The retail space, however, still has plenty to offer digital signage resellers, with companies introducing new uses for digital signage on the retail front.

Frost & Sullivan digital media program manager, Aravindh Vanchesan says when properly executed, in-store digital signage reinforces purchase behaviour or creates the impulse to make incremental purchases, and is therefore 'rapidly gaining acceptance'.

“Content can be highly targeted and, since the merchandise is close to the message, the call to action is clearly communicated to accomplish the desired objectives.”

Dhani says he's seeing trends like way finders within buildings and large malls, digital dynamic window displays instead of posters, and product showcases in small footprint stores, and digital mannequins.

“I've also seen digital signage used with a smart shelf for product displays, where when an item is picked up a sensor triggers an ad to play – in this case it was a perfume stand,” Dhani adds. He also cites the example of a digital wall of shoes, allowing the user to interact and customise things such as colourand style.

In the Yealands example – courtesy of Pro Video Systems – the vineyard is using three edge blended projectors to create a seamless panormaic image which can display images and promotions.

Haywood says Pro Video Systems is also starting to investigate PADS digital signage application integration with Intel's AIM software.

“Using anonymous sensors and highly sophisticated computer algorithms, AIM Suite accurately counts the potential and actual audiences for visual messages and merchandising. It profiles viewers by variables as broad as gender and age-range, to as specfici as viewing times and duration,” he says.

“PADS can then use this data in real-time to target the message to the viewer.”

However, Haywood acknowledges that there can be user resistance to learning something new.

“So if we can ease that pain by providing a familiar interface and even just linking into data or imagery and automating the presentation of those messages and delivering them in a timely, consistent manner, then it quickly breaks down the barriers customers may feel are in their way.

Customer conversations

“Digital signage is not just TVs stuck to a wall playing a Powerpoint presentation,” says Dhani.

“The best way to get maximum value out of this field is to lean on someone like Sektor to understand the solution, the software and the benefits of proper hardware. Listen to customers when talking about digital signage.

“This technology not only involves IT teams, it also starts moving sideways into the marketing team's domain.
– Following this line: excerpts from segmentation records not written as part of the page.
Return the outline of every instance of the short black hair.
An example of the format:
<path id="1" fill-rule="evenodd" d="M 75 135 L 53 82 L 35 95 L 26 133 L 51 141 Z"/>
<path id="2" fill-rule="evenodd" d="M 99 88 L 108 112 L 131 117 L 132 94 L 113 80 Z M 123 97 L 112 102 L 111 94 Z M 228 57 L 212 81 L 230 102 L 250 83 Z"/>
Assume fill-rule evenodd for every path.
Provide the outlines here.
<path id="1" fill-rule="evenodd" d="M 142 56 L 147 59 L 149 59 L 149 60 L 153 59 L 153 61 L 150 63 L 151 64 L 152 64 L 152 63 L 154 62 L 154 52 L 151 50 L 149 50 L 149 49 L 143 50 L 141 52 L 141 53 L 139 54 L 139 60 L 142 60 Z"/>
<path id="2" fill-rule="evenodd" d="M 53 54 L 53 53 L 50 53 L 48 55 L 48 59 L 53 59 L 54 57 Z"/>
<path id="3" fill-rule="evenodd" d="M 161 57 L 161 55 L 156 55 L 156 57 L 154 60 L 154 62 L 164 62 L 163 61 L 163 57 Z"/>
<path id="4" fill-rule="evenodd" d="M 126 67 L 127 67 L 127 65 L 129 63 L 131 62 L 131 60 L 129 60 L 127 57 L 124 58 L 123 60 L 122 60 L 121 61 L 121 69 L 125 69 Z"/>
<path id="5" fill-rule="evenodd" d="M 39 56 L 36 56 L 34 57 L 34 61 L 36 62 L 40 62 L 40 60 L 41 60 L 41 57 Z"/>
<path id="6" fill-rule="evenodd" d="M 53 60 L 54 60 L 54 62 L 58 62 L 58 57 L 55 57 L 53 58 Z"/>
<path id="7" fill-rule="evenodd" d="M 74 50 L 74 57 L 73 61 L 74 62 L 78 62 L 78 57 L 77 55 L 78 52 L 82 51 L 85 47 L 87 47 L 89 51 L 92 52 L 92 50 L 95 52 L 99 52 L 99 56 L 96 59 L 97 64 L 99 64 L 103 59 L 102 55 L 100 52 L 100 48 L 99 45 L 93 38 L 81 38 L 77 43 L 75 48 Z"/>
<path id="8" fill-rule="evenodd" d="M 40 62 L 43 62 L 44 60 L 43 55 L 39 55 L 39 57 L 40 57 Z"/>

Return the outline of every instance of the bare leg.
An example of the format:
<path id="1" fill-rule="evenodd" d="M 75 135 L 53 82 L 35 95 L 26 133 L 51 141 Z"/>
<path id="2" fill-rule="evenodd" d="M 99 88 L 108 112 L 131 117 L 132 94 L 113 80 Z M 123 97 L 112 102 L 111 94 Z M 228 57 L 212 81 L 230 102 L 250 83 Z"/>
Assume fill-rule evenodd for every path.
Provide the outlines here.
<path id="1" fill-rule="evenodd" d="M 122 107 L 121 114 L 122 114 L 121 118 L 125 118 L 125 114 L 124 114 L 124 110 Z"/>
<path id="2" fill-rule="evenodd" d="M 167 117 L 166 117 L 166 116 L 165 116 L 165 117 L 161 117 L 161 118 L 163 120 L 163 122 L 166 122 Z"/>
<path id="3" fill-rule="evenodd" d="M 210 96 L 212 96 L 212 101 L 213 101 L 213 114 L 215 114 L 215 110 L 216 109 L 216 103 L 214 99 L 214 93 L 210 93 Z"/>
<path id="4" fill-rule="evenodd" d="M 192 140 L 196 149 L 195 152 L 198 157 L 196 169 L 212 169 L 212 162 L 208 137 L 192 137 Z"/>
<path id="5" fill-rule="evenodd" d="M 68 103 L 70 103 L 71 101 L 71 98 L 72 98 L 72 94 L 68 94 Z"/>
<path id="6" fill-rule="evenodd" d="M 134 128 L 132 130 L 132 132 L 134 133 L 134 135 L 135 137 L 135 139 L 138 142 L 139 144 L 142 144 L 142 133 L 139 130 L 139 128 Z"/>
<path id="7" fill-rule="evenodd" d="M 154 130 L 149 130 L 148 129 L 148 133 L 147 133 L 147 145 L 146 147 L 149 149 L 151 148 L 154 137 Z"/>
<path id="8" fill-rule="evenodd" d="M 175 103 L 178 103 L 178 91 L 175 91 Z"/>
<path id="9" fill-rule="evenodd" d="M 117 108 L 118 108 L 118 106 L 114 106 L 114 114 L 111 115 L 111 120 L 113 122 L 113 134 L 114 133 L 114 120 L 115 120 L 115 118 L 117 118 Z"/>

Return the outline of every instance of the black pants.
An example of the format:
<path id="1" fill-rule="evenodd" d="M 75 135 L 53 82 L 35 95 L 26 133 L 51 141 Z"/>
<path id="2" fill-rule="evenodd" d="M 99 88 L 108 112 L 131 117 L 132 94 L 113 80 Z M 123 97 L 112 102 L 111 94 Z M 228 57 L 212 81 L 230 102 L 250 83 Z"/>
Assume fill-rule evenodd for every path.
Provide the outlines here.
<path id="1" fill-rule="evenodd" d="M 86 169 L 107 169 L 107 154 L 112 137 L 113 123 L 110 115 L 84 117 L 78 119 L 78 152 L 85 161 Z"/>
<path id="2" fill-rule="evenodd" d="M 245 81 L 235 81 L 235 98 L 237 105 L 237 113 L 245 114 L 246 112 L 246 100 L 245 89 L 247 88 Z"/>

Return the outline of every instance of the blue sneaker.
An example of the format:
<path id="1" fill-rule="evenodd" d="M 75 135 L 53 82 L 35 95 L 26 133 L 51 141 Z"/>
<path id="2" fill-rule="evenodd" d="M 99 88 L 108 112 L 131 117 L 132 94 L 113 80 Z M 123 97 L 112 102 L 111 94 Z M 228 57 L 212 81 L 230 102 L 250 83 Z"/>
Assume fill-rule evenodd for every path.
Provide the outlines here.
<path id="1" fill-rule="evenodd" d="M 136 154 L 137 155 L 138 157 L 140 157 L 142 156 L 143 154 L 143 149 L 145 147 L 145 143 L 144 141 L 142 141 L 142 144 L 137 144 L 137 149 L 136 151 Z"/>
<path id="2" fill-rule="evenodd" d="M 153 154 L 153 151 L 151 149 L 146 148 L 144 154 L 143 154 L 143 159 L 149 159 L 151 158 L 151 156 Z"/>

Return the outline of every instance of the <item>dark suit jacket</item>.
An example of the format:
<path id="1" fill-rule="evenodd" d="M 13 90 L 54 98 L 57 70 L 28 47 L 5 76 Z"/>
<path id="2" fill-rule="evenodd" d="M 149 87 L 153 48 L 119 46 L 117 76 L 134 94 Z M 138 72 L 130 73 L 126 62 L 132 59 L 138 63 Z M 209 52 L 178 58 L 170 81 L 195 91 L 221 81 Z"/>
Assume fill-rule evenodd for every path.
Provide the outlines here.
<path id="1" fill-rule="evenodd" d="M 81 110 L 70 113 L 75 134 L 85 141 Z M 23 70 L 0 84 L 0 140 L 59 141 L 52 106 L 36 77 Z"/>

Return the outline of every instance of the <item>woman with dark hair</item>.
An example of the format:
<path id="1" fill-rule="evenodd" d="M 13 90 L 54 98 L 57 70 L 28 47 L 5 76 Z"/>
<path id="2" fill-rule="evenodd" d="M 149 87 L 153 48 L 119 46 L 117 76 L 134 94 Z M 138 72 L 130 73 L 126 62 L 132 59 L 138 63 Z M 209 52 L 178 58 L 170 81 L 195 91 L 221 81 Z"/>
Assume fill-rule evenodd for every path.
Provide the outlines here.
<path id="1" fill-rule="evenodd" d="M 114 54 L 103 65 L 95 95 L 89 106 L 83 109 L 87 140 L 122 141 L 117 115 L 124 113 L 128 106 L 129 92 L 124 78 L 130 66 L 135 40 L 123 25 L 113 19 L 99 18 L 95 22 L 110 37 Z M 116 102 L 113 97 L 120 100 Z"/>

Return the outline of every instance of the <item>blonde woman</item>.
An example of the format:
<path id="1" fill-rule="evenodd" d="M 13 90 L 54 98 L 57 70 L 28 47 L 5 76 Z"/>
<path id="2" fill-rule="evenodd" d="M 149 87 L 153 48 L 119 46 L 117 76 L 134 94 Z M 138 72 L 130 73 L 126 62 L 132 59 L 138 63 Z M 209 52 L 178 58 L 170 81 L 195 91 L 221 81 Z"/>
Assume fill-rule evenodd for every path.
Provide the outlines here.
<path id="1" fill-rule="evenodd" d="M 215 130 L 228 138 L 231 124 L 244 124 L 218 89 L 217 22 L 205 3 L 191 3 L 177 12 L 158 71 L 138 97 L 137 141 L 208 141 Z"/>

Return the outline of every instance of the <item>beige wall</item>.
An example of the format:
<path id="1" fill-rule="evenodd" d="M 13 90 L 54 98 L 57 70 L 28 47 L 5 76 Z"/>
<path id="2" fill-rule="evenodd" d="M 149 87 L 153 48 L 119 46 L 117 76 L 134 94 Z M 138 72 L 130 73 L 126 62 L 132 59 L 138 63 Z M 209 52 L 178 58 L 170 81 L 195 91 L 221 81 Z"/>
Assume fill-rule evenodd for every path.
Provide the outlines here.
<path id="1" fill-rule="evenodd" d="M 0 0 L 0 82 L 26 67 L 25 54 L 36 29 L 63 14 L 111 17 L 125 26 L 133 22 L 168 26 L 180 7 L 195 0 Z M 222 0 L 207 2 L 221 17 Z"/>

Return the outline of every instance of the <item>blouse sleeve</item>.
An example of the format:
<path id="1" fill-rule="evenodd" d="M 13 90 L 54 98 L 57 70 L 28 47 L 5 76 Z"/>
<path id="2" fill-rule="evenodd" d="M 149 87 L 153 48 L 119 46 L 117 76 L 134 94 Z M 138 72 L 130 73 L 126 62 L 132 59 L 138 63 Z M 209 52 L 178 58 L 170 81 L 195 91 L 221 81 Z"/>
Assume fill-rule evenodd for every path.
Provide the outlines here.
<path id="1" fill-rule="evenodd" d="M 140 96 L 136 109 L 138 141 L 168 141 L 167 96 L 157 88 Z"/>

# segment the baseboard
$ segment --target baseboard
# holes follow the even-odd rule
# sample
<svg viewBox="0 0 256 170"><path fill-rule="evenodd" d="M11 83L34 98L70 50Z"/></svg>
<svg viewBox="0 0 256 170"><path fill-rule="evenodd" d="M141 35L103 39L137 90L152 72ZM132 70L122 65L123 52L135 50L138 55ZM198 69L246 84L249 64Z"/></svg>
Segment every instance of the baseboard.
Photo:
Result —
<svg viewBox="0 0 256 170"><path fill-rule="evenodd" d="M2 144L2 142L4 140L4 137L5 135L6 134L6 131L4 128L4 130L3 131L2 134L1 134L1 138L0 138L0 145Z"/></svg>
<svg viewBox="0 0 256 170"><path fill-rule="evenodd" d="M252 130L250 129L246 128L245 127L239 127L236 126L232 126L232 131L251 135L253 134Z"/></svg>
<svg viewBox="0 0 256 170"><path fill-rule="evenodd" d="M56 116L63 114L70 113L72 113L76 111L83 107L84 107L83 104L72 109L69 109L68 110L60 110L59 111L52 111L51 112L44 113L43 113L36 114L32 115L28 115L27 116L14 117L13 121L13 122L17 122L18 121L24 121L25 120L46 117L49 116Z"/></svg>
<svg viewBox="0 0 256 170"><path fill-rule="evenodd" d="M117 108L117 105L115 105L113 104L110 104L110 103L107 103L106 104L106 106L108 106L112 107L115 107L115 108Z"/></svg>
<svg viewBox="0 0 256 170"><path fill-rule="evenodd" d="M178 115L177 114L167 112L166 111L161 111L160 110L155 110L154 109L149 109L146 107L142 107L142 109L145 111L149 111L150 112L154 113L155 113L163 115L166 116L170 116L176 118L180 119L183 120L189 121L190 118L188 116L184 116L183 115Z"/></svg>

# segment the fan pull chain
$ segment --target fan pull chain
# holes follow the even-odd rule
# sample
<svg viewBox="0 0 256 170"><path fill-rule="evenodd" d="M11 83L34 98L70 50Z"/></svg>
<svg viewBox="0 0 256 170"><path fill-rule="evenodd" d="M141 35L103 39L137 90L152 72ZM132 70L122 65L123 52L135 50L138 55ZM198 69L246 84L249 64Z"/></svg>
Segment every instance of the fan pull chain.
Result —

Engage bothy by keeping the marketing gurus happy with advertising benefits while keeping the IT teams happy around how to roll and manage digital signage without creating too many headaches around support.”

Adds Haywood: “The conversation starts with consistency of the message and reliability of delivery. One of the challenges for many businesses is knowing that the message is where it should be when it should be.

“Obviously there are long-term cost savings as we move away from printed messaging towards digital, but frequently one of the biggest challenges is delivery.

Has that store or branch put the poster up? Have they taken that promotion down? Wouldn't it be great if we could change the message with the time of day or day of the week, or the weather?

“These are the true benefits of digital signage.”